This facade of liberation—where progressive rhetoric masks the perpetuation of patriarchal norms—reveals Bollywood’s complicity in upholding Hindutva’s cultural politics. The films’ narratives of “liberation” are carefully crafted to avoid challenging the core tenets of North Indian, Hindi-speaking, upper-caste Hindu identity, which Hindutva seeks to universalize as the essence of Indianness.

Hindutva and the Sanctification of the Patriarch

Hindutva’s ideological project relies on the construction of a homogenous Hindu identity rooted in traditional gender roles and family structures. In Bollywood, this manifests in narratives that sanitize male immorality while projecting an image of moral and cultural superiority. Both Kamal Mehra and Kanwal Lund, as upper-caste, North Indian patriarchs, embody the idealized Hindu male: flawed yet redeemable, authoritative yet sympathetic. Their infidelity and abusiveness are framed as personal failings rather than systemic issues rooted in patriarchal entitlement, allowing the films to maintain the sanctity of the Hindu family.

The narrative arcs of both films excuse the immorality of these patriarchs by prioritizing emotional reconciliation over structural critique. In "Dil Dhadakne Do," Kamal’s redemption is achieved through a dramatic rescue sequence, where his physical heroism overshadows his moral failings.
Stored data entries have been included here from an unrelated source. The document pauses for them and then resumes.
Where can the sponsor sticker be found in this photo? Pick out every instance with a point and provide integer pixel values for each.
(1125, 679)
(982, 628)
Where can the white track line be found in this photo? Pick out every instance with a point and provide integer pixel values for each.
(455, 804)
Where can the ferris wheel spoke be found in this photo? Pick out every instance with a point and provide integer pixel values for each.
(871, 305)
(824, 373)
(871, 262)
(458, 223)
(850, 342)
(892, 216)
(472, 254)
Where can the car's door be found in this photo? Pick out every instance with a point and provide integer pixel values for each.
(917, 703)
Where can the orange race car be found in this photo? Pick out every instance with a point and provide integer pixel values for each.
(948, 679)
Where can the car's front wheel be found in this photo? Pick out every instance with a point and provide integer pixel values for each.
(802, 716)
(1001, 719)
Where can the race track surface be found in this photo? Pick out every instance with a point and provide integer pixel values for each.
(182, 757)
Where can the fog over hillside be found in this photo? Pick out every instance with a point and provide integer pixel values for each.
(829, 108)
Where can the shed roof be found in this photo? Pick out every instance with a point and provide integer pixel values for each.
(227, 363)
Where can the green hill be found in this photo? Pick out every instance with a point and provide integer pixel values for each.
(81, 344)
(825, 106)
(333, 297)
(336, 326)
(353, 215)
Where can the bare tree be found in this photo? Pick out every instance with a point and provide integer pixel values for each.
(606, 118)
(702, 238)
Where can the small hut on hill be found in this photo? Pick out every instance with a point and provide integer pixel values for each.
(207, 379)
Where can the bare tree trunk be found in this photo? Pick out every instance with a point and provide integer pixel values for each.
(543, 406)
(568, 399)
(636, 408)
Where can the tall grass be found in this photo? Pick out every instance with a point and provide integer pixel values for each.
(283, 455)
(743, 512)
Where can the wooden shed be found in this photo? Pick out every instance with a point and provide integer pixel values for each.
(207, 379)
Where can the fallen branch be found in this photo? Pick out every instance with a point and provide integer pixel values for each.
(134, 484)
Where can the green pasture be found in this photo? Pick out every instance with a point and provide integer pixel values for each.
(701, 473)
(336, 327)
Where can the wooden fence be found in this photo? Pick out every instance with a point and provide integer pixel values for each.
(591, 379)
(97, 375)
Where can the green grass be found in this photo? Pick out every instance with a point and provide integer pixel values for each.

In "Rocky Aur Rani Kii Prem Kahaani," Kanwal’s past immoral behavior is reframed as a tragic love story, with his dementia serving as a convenient narrative shield. 

These resolutions align with Hindutva’s immorality peddled as a moral framework, which emphasizes family unity and male authority as pillars of cultural identity, at the same time excusing misogyny and immorality.

Ranveer Singh’s characters in both films further complicate this dynamic. As Kabir and Rocky, Singh represents a modern, urban masculinity that appears to challenge traditional norms. Yet, his characters ultimately reinforce the patriarchal status quo by operating within the confines of upper-caste privilege and familial duty. 

North Indian Hindi Hindutva misogyny is framed as an anchor of desire, only to be then redone as liberation when the misogynist North Indian male finds a woman who saves him by teaching him progressive values. 

This duality reflects Bollywood’s broader strategy of co-opting progressive ideals to serve Hindutva’s cultural agenda, where modernity is celebrated only insofar as it does not threaten traditional hierarchies.

Bollywood’s Complicity and No Accountability Culture

The portrayal of Anil Kapoor’s Kamal and Dharmendra’s Kanwal reveals Bollywood’s troubling tendency to excuse male immorality while projecting a narrative of liberation. 

By sanitizing the abusive and patriarchal behavior of these characters, "Dil Dhadakne Do" and "Rocky Aur Rani Kii Prem Kahaani" uphold the North Indian, Hindi-speaking, upper-caste Hindu culture that aligns with Hindutva’s ideological vision. 

Hindutva thrives on the concoction of misogyny and immorality, simultaneously marginalizing narratives that challenge caste, religion, and gender hierarchies.

Bollywood's whitewashing of immorality is part of a broader neoliberal transformation of middle-class India that finds in progressive tropes the tools for upholding immoral transgressions. The everyday acceptance of immorality as normative shaped middle-class India's acceptance and mobilization behind the immoral corruption of Hindutva. The everyday indecencies of Hindutva are also the normative indecencies of the middle-classes that form the audience base of films such as "Dil Dhadakne Do" and "Rocky Aur Rani Kii Prem Kahaani."